Die Forschenden im Projekt QUANCER verbinden Quantenbildgebung mit nicht-detektiertem Licht mit einem professionellen Mikroskopiesystem. Ziel ist die klinische Demonstration einer neuartigen Tumordiagnostik auf Basis quantenoptischer Bildgebung durch den Bau eines Rastermikroskops im mittleren Infrarotbereich. Nach der Entwicklung und dem Aufbau des Systems, soll der Demonstrator am Universitätsklinikum Jena zum Einsatz kommen und dort an Kopf- und Halstumorzellen sowie Hirntumorzellen getestet werden.

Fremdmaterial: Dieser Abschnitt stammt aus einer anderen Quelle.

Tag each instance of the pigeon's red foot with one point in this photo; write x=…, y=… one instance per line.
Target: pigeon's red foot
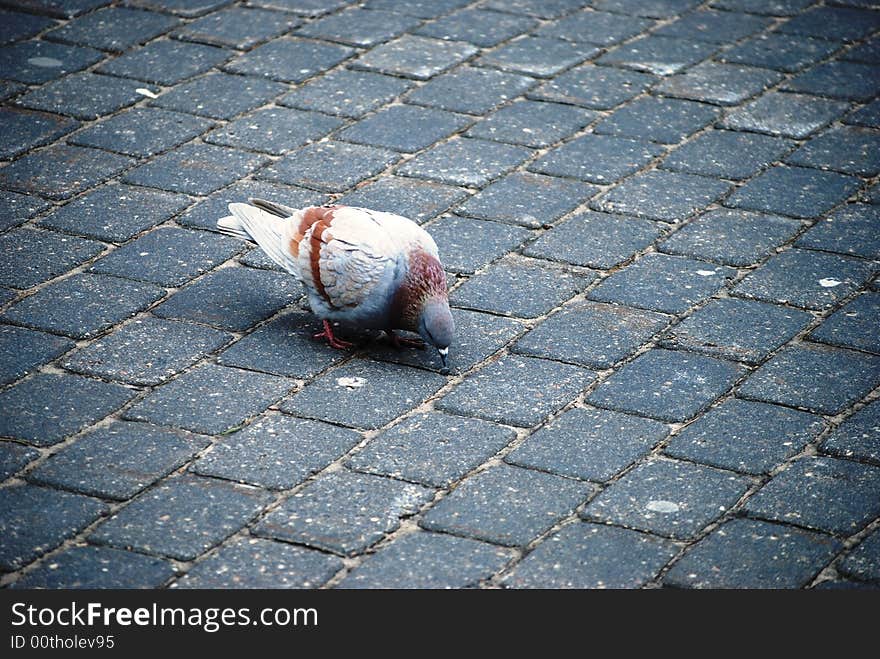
x=332, y=341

Die Quanten-Infrarot-Mikroskopie, wie sie durch QUANCER weiterentwickelt wird, erlaubt die chemisch-selektive Bildgebung und damit das Aufspüren und Spezifizieren von Tumorgewebe, aber auch anderen Veränderungen in der Gewebemorphologie. Perspektivisch lässt sich damit ein neues Werkzeug für die Krebsdiagnostik entwickeln. Das Prinzip des Verfahrens kann ebenfalls auf andere Bereiche ausgeweitet werden und beispielsweise der Detektion von Mikroorganismen, Viren und Giften dienen.

Die Partner im Projekt QUANCER
 

Die Leitung des Projektes hat die Rapp OptoElectronic GmbH inne. Neben dem Fraunhofer IOF sind als Partner weiterhin die Technische Universität Darmstadt, das Leibniz-Institut für Photonische Technologien e.V., die TOPTICA Photonics AG, das Institut für Angewandte Physik der Friedrich-Schiller-Universität Jena, das Institut für Laserphysik der Universität Hamburg, die Klinik für Hals-, Nasen- und Ohrenheilkunde am Universitätsklinikum Jena sowie die n-Hands GmbH & Co. KG beteiligt.

Das Forschungsprojekt (Förderkennzeichen: 13N16442) hat ein Budget von 6,7 Millionen Euro und wird mit 5,6 Millionen Euro im Rahmenprogramm »Quantentechnologien – von den Grundlagen zum Markt« vom Bundesministerium für Bildung und Forschung gefördert.